Case ID: ad2d_55/html/0539-01.html
Source: Caselaw Access Project
Author: {"author": "", "license": "Public Domain", "url": "https://static.case.law/"}
Date Created: 2024-08-24T03:29:51.129683

Lawyers Title Insurance Corporation, as Assignee and Subrogee of Rosenthal & Rosenthal, Inc., Respondent, v Julian N. Marx, Also Known as Jay Marx, Appellant, et al., Defendants.

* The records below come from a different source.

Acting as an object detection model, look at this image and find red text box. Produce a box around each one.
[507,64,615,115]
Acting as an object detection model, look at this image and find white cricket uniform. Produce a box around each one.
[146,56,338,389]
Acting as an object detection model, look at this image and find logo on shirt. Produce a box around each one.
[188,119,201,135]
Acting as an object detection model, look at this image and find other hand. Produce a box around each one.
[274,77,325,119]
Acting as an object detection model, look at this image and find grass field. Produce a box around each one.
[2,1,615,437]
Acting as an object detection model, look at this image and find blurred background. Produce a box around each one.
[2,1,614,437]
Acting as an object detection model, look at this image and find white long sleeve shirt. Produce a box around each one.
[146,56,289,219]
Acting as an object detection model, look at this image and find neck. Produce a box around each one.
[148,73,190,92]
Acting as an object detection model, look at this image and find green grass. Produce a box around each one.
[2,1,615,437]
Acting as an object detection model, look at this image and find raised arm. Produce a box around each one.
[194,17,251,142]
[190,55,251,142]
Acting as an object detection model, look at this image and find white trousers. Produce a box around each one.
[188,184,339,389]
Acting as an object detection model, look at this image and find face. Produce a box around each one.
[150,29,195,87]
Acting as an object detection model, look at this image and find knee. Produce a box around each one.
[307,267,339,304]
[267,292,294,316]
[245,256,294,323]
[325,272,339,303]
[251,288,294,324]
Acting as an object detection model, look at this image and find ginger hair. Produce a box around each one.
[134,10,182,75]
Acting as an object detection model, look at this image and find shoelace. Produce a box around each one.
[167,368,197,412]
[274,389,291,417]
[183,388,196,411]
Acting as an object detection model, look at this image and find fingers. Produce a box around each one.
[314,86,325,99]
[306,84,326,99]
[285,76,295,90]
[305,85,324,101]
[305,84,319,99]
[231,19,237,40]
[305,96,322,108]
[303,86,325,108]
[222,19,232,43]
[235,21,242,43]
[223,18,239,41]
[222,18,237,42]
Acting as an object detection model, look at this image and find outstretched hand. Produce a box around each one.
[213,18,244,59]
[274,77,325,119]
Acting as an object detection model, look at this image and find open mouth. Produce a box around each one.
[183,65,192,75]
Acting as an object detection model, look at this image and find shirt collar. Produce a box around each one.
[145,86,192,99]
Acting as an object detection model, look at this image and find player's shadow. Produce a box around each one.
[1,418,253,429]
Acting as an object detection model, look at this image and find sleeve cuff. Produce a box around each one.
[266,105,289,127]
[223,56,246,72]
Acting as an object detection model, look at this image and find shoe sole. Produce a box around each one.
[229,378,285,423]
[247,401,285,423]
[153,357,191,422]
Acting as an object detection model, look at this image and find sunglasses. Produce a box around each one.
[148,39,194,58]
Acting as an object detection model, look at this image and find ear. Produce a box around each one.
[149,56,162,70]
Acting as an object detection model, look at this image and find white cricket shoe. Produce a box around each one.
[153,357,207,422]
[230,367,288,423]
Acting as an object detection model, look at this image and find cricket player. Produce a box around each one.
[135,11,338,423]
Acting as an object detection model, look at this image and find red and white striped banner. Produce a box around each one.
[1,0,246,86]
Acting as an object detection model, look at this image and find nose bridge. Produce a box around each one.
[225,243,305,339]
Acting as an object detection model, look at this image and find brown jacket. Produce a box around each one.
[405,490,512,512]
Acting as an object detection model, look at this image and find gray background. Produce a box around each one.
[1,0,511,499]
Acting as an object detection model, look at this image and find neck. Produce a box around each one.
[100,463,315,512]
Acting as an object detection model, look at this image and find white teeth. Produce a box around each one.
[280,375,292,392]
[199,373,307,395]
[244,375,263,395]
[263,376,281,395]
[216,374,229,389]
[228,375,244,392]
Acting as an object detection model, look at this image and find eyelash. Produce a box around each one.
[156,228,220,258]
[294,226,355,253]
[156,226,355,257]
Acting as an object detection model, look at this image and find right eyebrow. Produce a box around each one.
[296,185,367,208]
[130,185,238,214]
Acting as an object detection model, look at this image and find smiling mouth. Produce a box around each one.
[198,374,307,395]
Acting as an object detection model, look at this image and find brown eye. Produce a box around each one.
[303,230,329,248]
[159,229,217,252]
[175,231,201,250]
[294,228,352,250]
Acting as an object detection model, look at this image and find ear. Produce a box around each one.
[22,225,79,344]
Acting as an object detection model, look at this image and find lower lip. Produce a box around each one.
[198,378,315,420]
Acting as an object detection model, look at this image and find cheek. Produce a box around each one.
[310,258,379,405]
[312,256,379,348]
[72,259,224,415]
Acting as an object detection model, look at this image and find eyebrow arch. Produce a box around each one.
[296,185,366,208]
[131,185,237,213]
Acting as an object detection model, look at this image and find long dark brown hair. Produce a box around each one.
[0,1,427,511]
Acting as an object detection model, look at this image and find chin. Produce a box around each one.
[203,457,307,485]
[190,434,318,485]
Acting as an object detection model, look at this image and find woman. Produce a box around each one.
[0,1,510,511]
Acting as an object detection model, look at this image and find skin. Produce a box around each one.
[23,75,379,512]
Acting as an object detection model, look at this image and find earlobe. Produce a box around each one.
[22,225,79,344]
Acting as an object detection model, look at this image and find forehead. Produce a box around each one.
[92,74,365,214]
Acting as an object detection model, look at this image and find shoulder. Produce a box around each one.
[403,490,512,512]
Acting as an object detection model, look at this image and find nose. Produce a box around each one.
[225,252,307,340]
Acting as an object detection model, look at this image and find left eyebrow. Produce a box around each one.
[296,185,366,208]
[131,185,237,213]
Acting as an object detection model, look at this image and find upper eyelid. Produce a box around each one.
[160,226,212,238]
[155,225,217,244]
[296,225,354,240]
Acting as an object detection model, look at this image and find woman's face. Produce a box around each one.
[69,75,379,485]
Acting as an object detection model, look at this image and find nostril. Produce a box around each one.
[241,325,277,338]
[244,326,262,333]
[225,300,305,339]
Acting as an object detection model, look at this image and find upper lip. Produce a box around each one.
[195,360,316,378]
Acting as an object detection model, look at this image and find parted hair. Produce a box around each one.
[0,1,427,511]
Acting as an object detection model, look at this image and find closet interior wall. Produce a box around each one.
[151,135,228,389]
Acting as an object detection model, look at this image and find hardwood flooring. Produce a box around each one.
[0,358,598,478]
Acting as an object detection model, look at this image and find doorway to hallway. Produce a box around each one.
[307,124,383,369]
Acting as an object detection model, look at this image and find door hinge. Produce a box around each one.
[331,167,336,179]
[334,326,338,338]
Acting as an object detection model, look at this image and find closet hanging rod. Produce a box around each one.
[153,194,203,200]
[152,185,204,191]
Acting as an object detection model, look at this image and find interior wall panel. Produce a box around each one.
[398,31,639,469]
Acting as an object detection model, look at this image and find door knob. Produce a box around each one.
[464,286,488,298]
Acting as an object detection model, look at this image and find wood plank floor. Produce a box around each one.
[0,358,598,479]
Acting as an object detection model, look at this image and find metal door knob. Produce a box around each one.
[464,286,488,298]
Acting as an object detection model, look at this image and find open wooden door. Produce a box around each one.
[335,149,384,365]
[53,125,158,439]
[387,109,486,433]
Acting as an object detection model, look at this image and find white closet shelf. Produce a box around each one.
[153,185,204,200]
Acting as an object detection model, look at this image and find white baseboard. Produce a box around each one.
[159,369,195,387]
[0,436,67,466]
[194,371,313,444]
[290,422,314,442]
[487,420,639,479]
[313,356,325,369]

   Order, Supreme Court, New York County, entered October 30, 1975, granting plaintiff’s motion for partial summary judgment on the first cause of action and severance of the two causes of action, and the judgment of November 1, 1975 entered thereon, unanimously affirmed, with $60 costs and disbursements to respondent. This action to recover on a guarantee of a mortgage note, which concededly is in default, was commenced by the lender’s subrogated assignee. Defendant-appellant, Julian Newton Marx, the corporate borrower’s president and guarantor, in his individual capacity, of the mortgage loan contends he was fraudulently induced to give that guarantee. His claim, that he would not have entered into the transaction had he not been deceived by plaintiff’s agents into believing prior liens on the realty would be satisfied from the proceeds of the loan is not borne out by any evidentiary facts. Indeed it appears Marx not only was aware of the three prior mortgages, that he induced the lender into believing his corporation owned the property at the time the loan was made, when it in fact did not, and that in conveying this false impression to the lender he was instrumental in concealing facts regarding the property owner’s true name. Furthermore the record discloses Marx’s corporation received the entire mortgage loan and although he charges, on information and belief, that plaintiff’s agent diverted a substantial portion of those proceeds to his own use, there is no documentary proof offered to support this accusation. The claim that appellant is unable to submit opposing documentary evidence because he delivered certain documents and papers to the Westchester County District Attorney’s office is also unpersuasive for they are not identified and it has not been shown how they are relevant to his defense. Concur—Markewich, J. P., Lupiano, Silverman, Lane and Yesawich, JJ. (Dated: Nov. 29, 1976.)